18/05/2025
Eddy the Gingerdog and the Phantom Pooper
In the seaside town of Lee-on-the-Solent, where salty breezes ruffled fur and furrowed brows, lived a clever cockapoo named Eddy. With caramel curls, sharp eyes, and a nose for sniffing out the truth, Eddy was known across the town as “The Nose Who Knows.”
But Eddy never worked alone.
His partner in paw-sleuthing was Fatty the Bagman—a round-bellied fellow with a booming laugh, cargo shorts full of dog treats, and more poo bags than the council bins could handle.

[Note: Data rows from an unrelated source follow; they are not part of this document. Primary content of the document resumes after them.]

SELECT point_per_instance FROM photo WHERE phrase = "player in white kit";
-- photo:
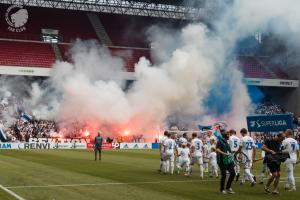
(197, 153)
(213, 162)
(161, 145)
(247, 146)
(234, 143)
(290, 146)
(183, 154)
(168, 154)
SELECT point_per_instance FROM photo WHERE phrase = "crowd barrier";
(45, 145)
(82, 145)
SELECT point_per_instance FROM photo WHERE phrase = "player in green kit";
(98, 145)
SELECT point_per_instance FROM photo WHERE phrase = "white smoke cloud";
(189, 65)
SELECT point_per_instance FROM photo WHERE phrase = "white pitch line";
(113, 183)
(11, 193)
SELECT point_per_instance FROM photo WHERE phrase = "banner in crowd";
(135, 145)
(269, 123)
(32, 145)
(59, 140)
(105, 145)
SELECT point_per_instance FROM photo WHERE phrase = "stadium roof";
(176, 9)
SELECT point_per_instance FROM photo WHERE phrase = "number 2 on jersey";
(249, 145)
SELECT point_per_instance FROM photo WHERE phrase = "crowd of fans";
(18, 129)
(268, 108)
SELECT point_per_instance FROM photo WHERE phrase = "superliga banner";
(269, 123)
(32, 145)
(135, 145)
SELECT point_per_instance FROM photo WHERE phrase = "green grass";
(136, 168)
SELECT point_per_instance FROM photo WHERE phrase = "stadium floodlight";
(139, 7)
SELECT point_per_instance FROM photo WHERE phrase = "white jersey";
(184, 153)
(162, 139)
(169, 145)
(182, 140)
(213, 158)
(234, 143)
(247, 144)
(198, 144)
(291, 145)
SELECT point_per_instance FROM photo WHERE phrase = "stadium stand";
(71, 24)
(253, 69)
(130, 56)
(30, 54)
(135, 34)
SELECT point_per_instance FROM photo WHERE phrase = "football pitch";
(122, 174)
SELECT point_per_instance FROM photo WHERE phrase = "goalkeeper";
(272, 148)
(225, 162)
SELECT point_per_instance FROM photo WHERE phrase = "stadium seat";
(71, 24)
(29, 54)
(253, 69)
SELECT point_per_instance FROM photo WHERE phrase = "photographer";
(272, 149)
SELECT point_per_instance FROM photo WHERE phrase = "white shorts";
(168, 156)
(197, 160)
(248, 164)
(183, 162)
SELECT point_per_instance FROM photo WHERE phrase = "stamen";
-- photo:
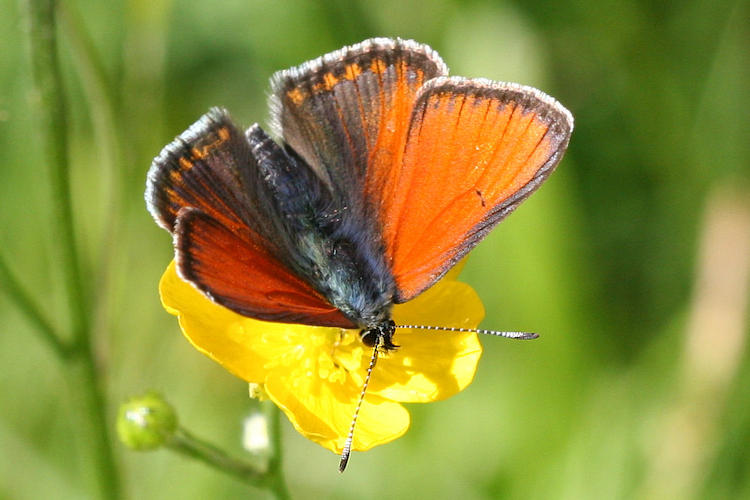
(348, 443)
(508, 335)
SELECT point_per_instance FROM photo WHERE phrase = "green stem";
(268, 476)
(276, 482)
(31, 310)
(50, 104)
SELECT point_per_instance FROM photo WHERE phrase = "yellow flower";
(315, 374)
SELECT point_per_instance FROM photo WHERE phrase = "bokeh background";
(631, 261)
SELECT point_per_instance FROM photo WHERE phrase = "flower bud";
(255, 438)
(257, 391)
(146, 422)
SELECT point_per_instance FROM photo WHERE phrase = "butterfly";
(383, 174)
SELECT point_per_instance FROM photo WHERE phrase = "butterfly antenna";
(507, 335)
(348, 443)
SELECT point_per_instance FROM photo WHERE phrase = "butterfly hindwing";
(238, 272)
(475, 149)
(225, 197)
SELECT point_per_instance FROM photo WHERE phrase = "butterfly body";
(386, 173)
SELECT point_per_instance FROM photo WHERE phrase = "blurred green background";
(632, 261)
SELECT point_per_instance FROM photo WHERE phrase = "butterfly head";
(381, 334)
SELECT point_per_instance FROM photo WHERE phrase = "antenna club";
(508, 335)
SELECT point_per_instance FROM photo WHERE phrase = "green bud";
(146, 422)
(257, 391)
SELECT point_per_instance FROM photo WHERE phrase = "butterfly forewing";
(475, 149)
(201, 169)
(347, 112)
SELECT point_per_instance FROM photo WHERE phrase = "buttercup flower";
(315, 374)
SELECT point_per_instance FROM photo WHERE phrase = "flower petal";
(322, 411)
(224, 336)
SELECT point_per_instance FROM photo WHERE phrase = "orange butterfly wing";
(347, 113)
(235, 269)
(210, 189)
(475, 149)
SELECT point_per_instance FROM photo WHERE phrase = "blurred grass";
(606, 260)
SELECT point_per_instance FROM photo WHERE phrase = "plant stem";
(31, 310)
(83, 376)
(268, 476)
(277, 484)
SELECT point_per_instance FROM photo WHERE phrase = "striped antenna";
(348, 443)
(507, 335)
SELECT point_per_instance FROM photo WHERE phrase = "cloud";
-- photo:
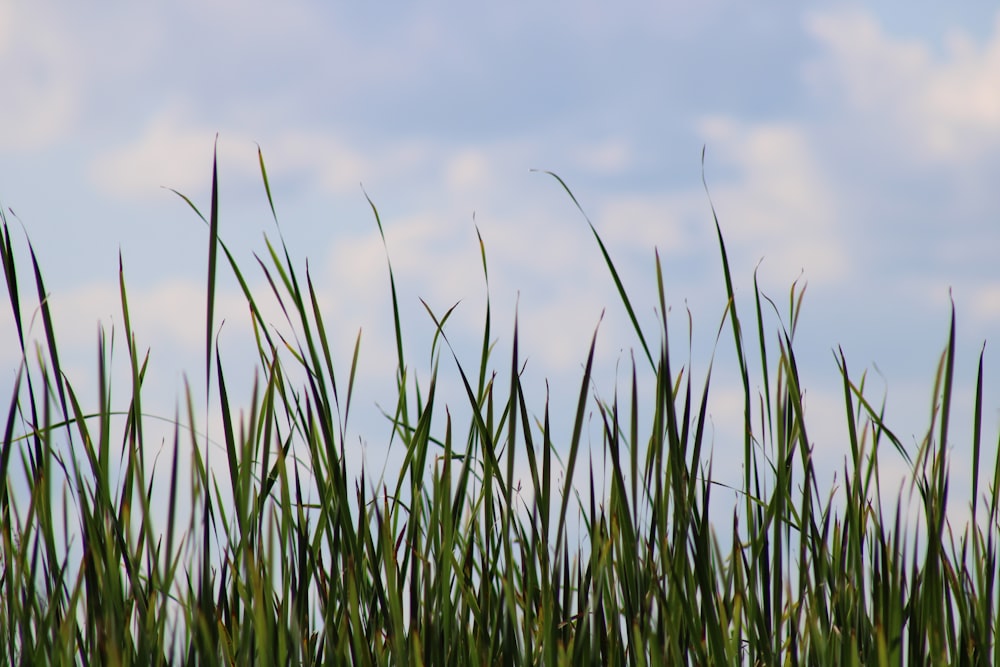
(940, 108)
(781, 203)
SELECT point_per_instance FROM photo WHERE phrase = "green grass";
(285, 558)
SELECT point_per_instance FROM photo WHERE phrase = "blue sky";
(853, 149)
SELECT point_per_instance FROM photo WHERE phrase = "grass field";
(286, 559)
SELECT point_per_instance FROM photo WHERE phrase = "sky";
(852, 149)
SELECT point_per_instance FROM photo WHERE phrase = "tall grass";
(284, 558)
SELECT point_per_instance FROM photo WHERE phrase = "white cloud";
(171, 152)
(782, 204)
(938, 108)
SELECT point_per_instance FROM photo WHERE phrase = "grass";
(283, 558)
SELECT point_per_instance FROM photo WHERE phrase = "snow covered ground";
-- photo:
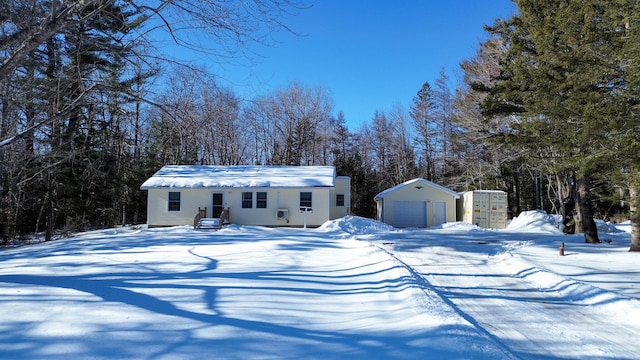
(353, 288)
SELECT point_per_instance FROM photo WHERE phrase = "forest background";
(89, 108)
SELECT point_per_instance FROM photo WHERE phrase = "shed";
(484, 208)
(246, 195)
(416, 203)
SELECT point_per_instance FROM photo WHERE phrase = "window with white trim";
(247, 200)
(261, 200)
(174, 201)
(306, 199)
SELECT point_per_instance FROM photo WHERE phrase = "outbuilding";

One Tuesday morning, as the sun crept up over the Solent and the gulls cackled suspiciously, the peaceful promenade turned sour.
“It’s happened again!” groaned Mrs. Penfold, whose hydrangeas were under siege.
“Another nasty pile right outside the bakery!” called Mr. Gill from behind his window of sausage rolls.
Eddy growled. Fatty frowned.
This was no ordinary mess.
This was the work of the Phantom Pooper.
Clue #1: It always happened early—before breakfast walkers hit the beach.
Clue #2: The crime scenes were pristine lawns and flowerbeds.
Clue #3: No one had ever seen it happen.
“Time to sniff out the truth,” said Eddy, adjusting his imaginary detective hat.
Fatty nodded and patted his treat pouch. “Let’s bag us a bandit.”
That night, they staked out the coastal park—Eddy hiding behind the bins, Fatty wedged awkwardly behind a bush, armed with a notebook, a torch, and three sausage rolls for morale.
At 6:03 AM, footsteps echoed along the path.
It wasn’t a dog.
It was Mr. Peabody, the proud owner of a purse-sized Chihuahua named Princess Cupcake, strutting like a parade float.
Cupcake paused by the roses.
Squat. Plop.
And Mr. Peabody?
He walked away.
No bag. No bend. Not even a glance.
Fatty leapt from the bush and tripped over a root. Eddy sprang into action.
“Aha! Caught in the act!” he barked.
Mr. Peabody froze. “Wh-what’s the meaning of this?!”
“You, sir,” said Fatty, brushing off a leaf and pointing a sausage roll like a baton, “are the Phantom Pooper!”
Cupcake yipped, “Told him to bring bags. Told him every time.”
Later that day, the townsfolk and their four-legged companions gathered outside the ice cream kiosk for a town meeting.
Fatty explained the evidence with flair (and snacks), while Eddy gave a compelling bark-to-bark reenactment.
Mr. Peabody hung his head. “I just… didn’t think anyone noticed.”
“We always notice,” Eddy barked wisely. “We all love this town. We’ve all got to clean up after our own.”
From that day forward, Lee-on-the-Solent sparkled. Mr. Peabody became a changed man—founding the “Pick It Up, Pal!” Patrol, complete with neon vests and extra bags for anyone caught short.
And Eddy?
He got a new collar, a parade along the promenade, and a golden poo bag dispenser that read:
“To Eddy the Cockapoo & Fatty the Bagman — Thank you for solving The Case of the Phantom Pooper.”
The End.
Good dogs don’t p**p and dash — and neither should their humans.